A false choice between freedom and identity
Twenty years ago this week, the Berlin Wall fell. Two great wars were being waged in those years. The first was a worldwide struggle to free Soviet Jewry, a cause which galvanized Jews across the globe as no other cause had, since the establishment of the State of Israel.
The second was the Cold War, the struggle of free democracies around the world against the tyranny of Soviet-style communism. In each struggle, the fall of the Wall became a turning point. Right after that fateful November day, a great exodus of Soviet Jewry began in earnest. And within months, the totalitarian stranglehold over Eastern Europe disintegrated before our eyes.
For years, I had been a foot soldier in both these great wars. In the years before my arrest I was in fact the unofficial spokesman of two movements — a human rights movement and a Soviet Jewry movement. I was often pressed by my comrades in arms on both sides to make a choice: Was I fighting for human rights for everybody or was I fighting for the rights of my own tribe? Did I belong to the world of universal values or to the world of nationalism?
I never felt that I needed to choose. And not only because I enjoyed both these battles, but because I felt that they are deeply connected. That in fact, the battle for freedom and the battle for identity was the same battle.
From where did the strength to fight for freedom come from? I was one of many assimilated Jews only because the Soviet regime aimed to deprive people of any loyalties to their faith, to their nation, to their family. As the official definition of citizenship stated clearly: All Soviet people are cogs in the communist machine. As cogs, we had no strength to fight. After all, the only value left for us was our physical survival and there was no reason to risk it.
When did this situation change? In 1967, the Six-Day War in Israel reconnected us with our people, with our country and history, and gave us pride in being Jewish. We discovered our identity, and this empowered us to fight for our freedom. But even then our small group for Jewish activists could never have survived if the struggle in the Soviet Union did not immediately become the struggle of hundreds of thousands, of millions of Jews all over the world. Why did these Jews for 20 years spend their time and energy, trembling with fear when they traveled to the Soviet Union to bring us books and bring us information from the free world and to press on their governments?

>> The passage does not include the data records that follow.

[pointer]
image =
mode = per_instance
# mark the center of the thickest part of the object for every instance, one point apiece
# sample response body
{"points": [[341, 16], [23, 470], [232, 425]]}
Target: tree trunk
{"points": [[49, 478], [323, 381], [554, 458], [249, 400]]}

Many times I heard from many of these volunteer emissaries almost the same phrase: “We are from the same cities, [the same] shtetl, and it is almost by chance that we are there and you are here.”

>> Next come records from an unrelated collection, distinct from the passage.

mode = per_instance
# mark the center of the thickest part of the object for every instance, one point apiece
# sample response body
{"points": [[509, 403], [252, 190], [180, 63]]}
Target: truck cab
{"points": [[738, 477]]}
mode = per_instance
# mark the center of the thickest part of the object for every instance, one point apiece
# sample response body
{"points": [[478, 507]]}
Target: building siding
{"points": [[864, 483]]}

When the time had come to make the last blow and have a historic march on Washington, I remember there were some voices of skepticism. Will big numbers of Jews really come to Washington in the winter? In order to dismiss these doubts, I went from city to city, from federation to federation, all together 30 of them. And the response was always automatic: “Of course we will be there. Not to be part of that demonstration would be like not going to a bar mitzva in our family.”
In fact this demonstration of a quarter of a million Jews in Washington in December was probably the biggest family reunion in history. The energy that was released from going back to one’s people was the driving force of the great struggle for freedom. The Berlin Wall was brought down because of the efforts of proud Czechs, proud Germans, proud Catholics, and proud Pentecostals, together with a proud army of Jews.
Today we live in a global, post-national, post-modern, post-identity world where people of the free world again are being asked to make a choice between universalism and nationalism, between freedom and identity. If you believe in the universal values of freedom and human rights, why stick to your national or ethnic identity?
This question hits home in an especially difficult way for Jews. Doesn’t Judaism prize tikun olam, perfection of the world at large, as its highest value? If we insist on being part of a Jewish state, does that make a mockery of our larger, universal ideals? If so, do we really want to shelter ourselves in a Jewish cocoon of a state?
And when young Jews believe that they must make a choice, that they cannot belong to both, they make the choice in favor of universalism. And then assimilation erodes our communities. And then it becomes more and more difficult for the people of Israel to defend their Jewish state. And our detractors sense our hesitation and our weakness and multiply their efforts to delegitimize the State of Israel.
Just like 20 years ago, this choice between freedom and identity is a false one. We must remind ourselves that the Iron Curtain was brought down and hundreds of millions found their freedom only because we found the source of strength in our pride and in our identity. We succeeded in building the democratic State of Israel and bringing the ideas of human rights and equality to the darkest places populated by tyrants and dictators only because we were empowered by thousands of years of dreams and prayers of “Next year in Jerusalem.”
Our main battle today is to strengthen, to deepen, to build, and to defend our Jewish identity — the identity of one people, those in Zion and those in the Diaspora. And in this battle it was proved again and again that we need one another.
Like in the Soviet Union in the past, we need a strong Israel. But Israel today needs strong Jewish communities
Strengthening Jewish identity is the best answer in the struggle for Israel.
Strengthening our Jewish identity is the best guarantee to continue kibbutz galuyot, the ingathering of the exiles.
And most important today, like yesterday, returning to our Jewish roots, rebuilding our Jewish identity, can empower us to fight for tikun olam, with more justice and more freedom for everybody.
This piece was adapted from a speech Natan Sharansky delivered in Washington Nov. 9 to the General Assembly of the Jewish Federations of North America.